Science teachers become students again in summer workshop

Molecular Biology

Workshop participants discuss the results from a gel electrophoresis experiment with Karen Malatesta (in blue), workshop lab director and senior lecturer in Princeton's molecular biology department. The teachers are, from left: Daniel McKelvey of Central Bucks High School in Buckingham, Pa.; Melissa Miller of Millburn (N.J.) High School; and Amanda Leighton of Moorestown (N.J.) High School.




Photo: John Jameson

Wearing identical white lab coats, 20 high-school teachers huddled around bluish gels they just had subjected to electrophoresis, a process that enabled them to visualize and study DNA fragments. For two weeks every summer, teachers become students again in a Princeton workshop that helps spread enthusiasm for science.

The workshop, "Molecular Biology in the 21st Century: Applications and Dilemmas," is a hands-on laboratory-and-seminar course in which science teachers learn basic molecular biology and come to understand how genetic engineering has altered biology and affected medicine, law, agriculture and everyday life. They then use their new skills and knowledge to perform two independent projects, using state-of-the-art techniques to search for genetic modifications in snack foods and to identify numerous microbes present in soil. The workshop runs through Friday, July 22.

The teachers believe the workshop helps them better serve their students. "I now have a more thorough understanding of the material I'm trying to relate to my students," said Chris James, who teaches at Delaware Valley Regional High School in Frenchtown, N.J., and who spent a recent day with other participants performing experiments they will use in classrooms next year. "I can now say, 'I've done this. I know what happens.'"

The work for these teachers will not end when the workshop does. "They will need to be both dynamic and intellectually curious to take the experiments they're doing here and revise them into a format suitable for their classes," said Karen Malatesta, lab director of the workshop and senior lecturer in Princeton's molecular biology department. "Most teachers don't have hours of class time to spend doing experiments. So that means they need to be a little inventive."

Some workshop alumni prove to be more than a little inventive and go so far as to create entirely new courses based on the summer curriculum, Malatesta noted. She said many are inspired by the accelerated workshop, where they learn several techniques of genetic manipulation, such as DNA testing on a variety of cells, including their own. Gel electrophoresis is one of the methods the teachers use to analyze their experimental results.

The teachers are a diverse group. They come from as far away as California and Minnesota, though most are from New Jersey, and they teach the full range of sciences.

In addition to gaining insights into the newest techniques and research, the teachers learn what is expected of freshmen at Princeton -- enabling them to better prepare their own students for college, Malatesta said. In turn, interacting with the teachers gives Malatesta a sense of what students currently learn in high school, which often influences how she teaches her own courses during the academic year.

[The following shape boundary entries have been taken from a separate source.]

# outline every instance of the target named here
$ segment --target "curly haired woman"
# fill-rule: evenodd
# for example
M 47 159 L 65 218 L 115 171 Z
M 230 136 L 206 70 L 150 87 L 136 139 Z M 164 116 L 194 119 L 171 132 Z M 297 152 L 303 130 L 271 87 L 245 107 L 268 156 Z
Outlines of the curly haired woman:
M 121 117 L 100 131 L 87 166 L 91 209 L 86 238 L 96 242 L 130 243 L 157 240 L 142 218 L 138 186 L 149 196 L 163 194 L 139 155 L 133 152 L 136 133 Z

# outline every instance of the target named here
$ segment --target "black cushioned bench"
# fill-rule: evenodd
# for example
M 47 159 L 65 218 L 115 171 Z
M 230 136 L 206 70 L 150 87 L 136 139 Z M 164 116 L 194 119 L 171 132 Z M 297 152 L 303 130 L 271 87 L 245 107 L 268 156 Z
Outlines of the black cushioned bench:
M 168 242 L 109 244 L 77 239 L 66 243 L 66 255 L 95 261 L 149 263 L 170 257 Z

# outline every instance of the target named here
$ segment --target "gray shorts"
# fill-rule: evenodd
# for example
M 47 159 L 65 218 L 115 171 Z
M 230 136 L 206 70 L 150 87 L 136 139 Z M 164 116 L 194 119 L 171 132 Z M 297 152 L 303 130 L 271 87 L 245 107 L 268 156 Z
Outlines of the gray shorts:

The workshop's ultimate goal is to exert a long-lasting influence on and through teachers. During the academic year, outreach coordinator Ann Sliski outfits laboratory loaner kits and makes them available to workshop alumni. Worth $10,000 to $15,000 each, the kits contain all the equipment and supplies teachers need to perform sophisticated laboratory experiments with their students. Malatesta estimates that, if teachers use their loaner kits and newfound knowledge to improve their courses, the summer workshop could expose more than 2,000 additional people to the latest developments in molecular biology by spring 2006.

After completing the workshop, a few select teachers become master teachers. They share their knowledge with science teachers who have not attended the summer workshop by running one of five Molecular Biology Satellite Learning Centers in New Jersey during the academic year.

The annual workshop, one of several outreach programs administered by the molecular biology department, was started in 1991 by Edward Cox, the Edwin Grant Conklin Professor of Biology at Princeton. The Howard Hughes Medical Institute, based in Chevy Chase, Md., provides funding for the summer workshop, the satellite learning centers and other programs in the molecular biology department.